The prerequisites of section 607.241 must be satisfied when a contemplated sale of major assets of a corporation will substantially limit the corporate business. See Prince George's Country Club v. Edward R. Carr, Inc., 235 Md. 591, 202 A.2d 354 (1964); Bean v. Commercial Securities Co., 25 Tenn. App. 254, 156 S.W.2d 338 (1941); 6A W. Fletcher, Cyclopedia of the Law of Private Corporations § 2949.4 (rev.perm.ed. 1981 Supp. 1983). The Place for Steak was the sole asset of Southern Caterers of North Bay Village, Inc., the wholly owned subsidiary of HJU, and the last of several restaurants owned by parent corporation HJU. It is undisputed that the fundamental purpose in forming the parent corporation and in operating the corporate enterprise through various subsidiaries was, and continues to be, to engage in the restaurant business. Thus, the sale of The Place for Steak constitutes a sale of "substantially all" the corporate assets and is subject to the statutory rights and protections extended to stockholders under Florida's shareholder "consent" provisions governing such transactions. See Prince George's Country Club; Bean.

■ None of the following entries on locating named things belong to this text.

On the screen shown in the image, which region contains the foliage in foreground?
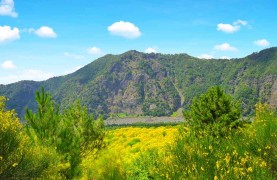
[0,88,105,179]
[0,86,277,179]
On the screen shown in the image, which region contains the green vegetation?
[0,87,277,180]
[0,88,105,179]
[0,47,277,120]
[184,86,245,136]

The purpose of a shareholder "consent" provision is "to protect the shareholders from fundamental change, or more specifically to protect the shareholders from the destruction of the means to accomplish the purposes or objects for which the corporation was incorporated and actually performs." 6A W. Fletcher, Cyclopedia of the Law of Private Corporations § 2949.2 (rev.perm.ed. 1981 Supp. 1983). When Hy Uchitel entered into a contract for the sale of the last major corporate asset, he violated shareholders' statutory rights to receive prior notice to consider the transaction and effectively barred their participation in a decision which fundamentally changes the nature of the corporation. This court must therefore decide whether injunctive relief is appropriate under these circumstances.

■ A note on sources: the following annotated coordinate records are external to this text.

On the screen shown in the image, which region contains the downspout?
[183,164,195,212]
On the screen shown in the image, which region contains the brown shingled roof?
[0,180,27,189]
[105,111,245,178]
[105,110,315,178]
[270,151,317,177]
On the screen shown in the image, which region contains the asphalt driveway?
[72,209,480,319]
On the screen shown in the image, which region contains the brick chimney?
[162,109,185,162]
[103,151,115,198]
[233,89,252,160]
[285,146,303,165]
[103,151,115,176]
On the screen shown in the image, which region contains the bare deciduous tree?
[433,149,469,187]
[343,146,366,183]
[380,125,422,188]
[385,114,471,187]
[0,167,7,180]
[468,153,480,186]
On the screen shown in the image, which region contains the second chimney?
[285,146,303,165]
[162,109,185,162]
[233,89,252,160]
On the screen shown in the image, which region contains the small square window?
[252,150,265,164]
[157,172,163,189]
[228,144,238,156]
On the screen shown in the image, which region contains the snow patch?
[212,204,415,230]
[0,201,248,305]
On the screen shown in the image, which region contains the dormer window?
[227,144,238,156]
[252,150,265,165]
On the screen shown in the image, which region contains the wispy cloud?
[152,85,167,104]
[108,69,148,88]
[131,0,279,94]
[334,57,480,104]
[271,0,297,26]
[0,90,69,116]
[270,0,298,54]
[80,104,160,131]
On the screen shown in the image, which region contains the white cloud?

The general rule is that a court of equity is empowered to issue injunctive relief to prevent officers or directors of a corporation from wrongfully dealing with corporate assets and to prevent such wrongful actions from infringing upon shareholders' voting rights. See Orlando Orange Groves Co. v. Hale, 107 Fla. 304, 144 So. 674 (1932); Penn-Texas Corp. v. Niles-Bement-Pond Co., 34 N.J. Super. 373, 112 A.2d 302 (1955). The proposed sale of the remaining corporate asset constituted a breach of Uchitel's fiduciary duties to the corporation and to its stockholders, see Snead v. United States Trucking Corp., 380 So.2d 1075 (Fla. 1st DCA), review denied, 389 So.2d 1116 (Fla. 1980), and deprived shareholders of their statutory rights to notice and to vote prior to the transfer of the last corporate asset. Injunctive relief is appropriate because appellants have a clear legal right to prior notice and a vote, and legal remedies are inadequate to prevent the irreparable harm that would result from Uchitel's unilateral decision to change the fundamental nature of the corporate enterprise. See Russell v. Florida Ranch Lands, Inc., 414 So.2d 1178 (Fla. 5th DCA 1982); Oxford International Bank Trust, Ltd. v. Merrill Lynch, Pierce, Fenner Smith, Inc., 374 So.2d 54 (Fla. 3d DCA 1979). An award of damages would not compensate the shareholders for the destruction of the corporation caused by the transfer of the last major corporate asset. The pending sale is therefore enjoined.
Reversed and remanded for further proceedings consistent with this opinion.
ON MOTION FOR CLARIFICATION
Upon remand, the trial court is directed to conduct a hearing to determine the propriety of discharging the notices of lis pendens. See Cacaro v. Swan, 394 So.2d 538 (Fla. 4th DCA), review dismissed, 402 So.2d 608 (Fla. 1981); Dominguez v. Lopez, 346 So.2d 627 (Fla. 3d DCA 1977).